Serialization Archives

cereal comes with support for binary, XML, and JSON serialization.


TLDR Version

cereal comes with binary, XML, and JSON archives that allow loading and saving to these data types. Archives can be used by including <cereal/archives/xxxx.hpp> for the particular archive type. Archives need to be included before registering types for polymorphism.


Archive Basics

Archives decide how to output or interpret data that is being serialized. For the most part, you do not need to know the inner workings of an archive and can write serialization functions agnostic of the archive type, though cereal does support specializing serialization functions for specific types of archives (e.g. a serialization function for a JSON archive could include more human readable metadata than its binary variant).
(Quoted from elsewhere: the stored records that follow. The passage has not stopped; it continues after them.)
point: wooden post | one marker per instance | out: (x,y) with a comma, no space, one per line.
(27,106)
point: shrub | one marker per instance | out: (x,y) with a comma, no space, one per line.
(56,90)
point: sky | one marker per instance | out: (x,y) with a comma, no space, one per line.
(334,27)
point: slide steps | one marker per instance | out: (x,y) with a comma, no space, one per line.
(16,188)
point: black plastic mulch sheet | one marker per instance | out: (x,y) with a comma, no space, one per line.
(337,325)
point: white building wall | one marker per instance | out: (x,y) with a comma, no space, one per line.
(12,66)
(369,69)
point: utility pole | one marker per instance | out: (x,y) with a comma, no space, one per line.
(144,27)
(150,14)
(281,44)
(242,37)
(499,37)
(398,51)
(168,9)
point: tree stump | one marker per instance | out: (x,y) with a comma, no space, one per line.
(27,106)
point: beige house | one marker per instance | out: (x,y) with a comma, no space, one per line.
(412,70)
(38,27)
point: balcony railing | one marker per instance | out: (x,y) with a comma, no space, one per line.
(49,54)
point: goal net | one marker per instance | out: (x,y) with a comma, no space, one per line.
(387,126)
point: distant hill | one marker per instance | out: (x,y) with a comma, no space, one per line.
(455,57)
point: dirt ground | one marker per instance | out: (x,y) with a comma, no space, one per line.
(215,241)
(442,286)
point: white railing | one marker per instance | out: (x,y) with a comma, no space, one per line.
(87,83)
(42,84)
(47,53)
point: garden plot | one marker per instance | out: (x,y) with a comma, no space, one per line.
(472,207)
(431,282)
cereal archives operate on either an std::ostream or std::istream object. These can be files, in-memory streams, or even things like standard in and out (though the latter two may not make much sense).

Important! The preferred way for working with archives is in an RAII fashion. Archives are only guaranteed to have finished flushing their contents when they are destroyed, so some archives (e.g. XML) will not output anything until their destruction. The best way to go about using archives is to let scoping automatically destroy archive objects when you are finished with them:

#include <cereal/archives/xml.hpp>
#include <fstream>

{
  std::ofstream file( "out.xml" );
  cereal::XMLOutputArchive archive( file ); // depending on the archive type, data may be
                                            // output to the stream as it is serialized, or
                                            // only on destruction
  archive( some_data, more_data, data_galore );
} // when archive goes out of scope it is guaranteed to have flushed its
  // contents to its stream

cereal was not designed to be a robust long term storage solution - it is your responsibility to ensure compatability between saved and loaded cereal archives. It is recommended that you use the same version of cereal for both loading and saving data.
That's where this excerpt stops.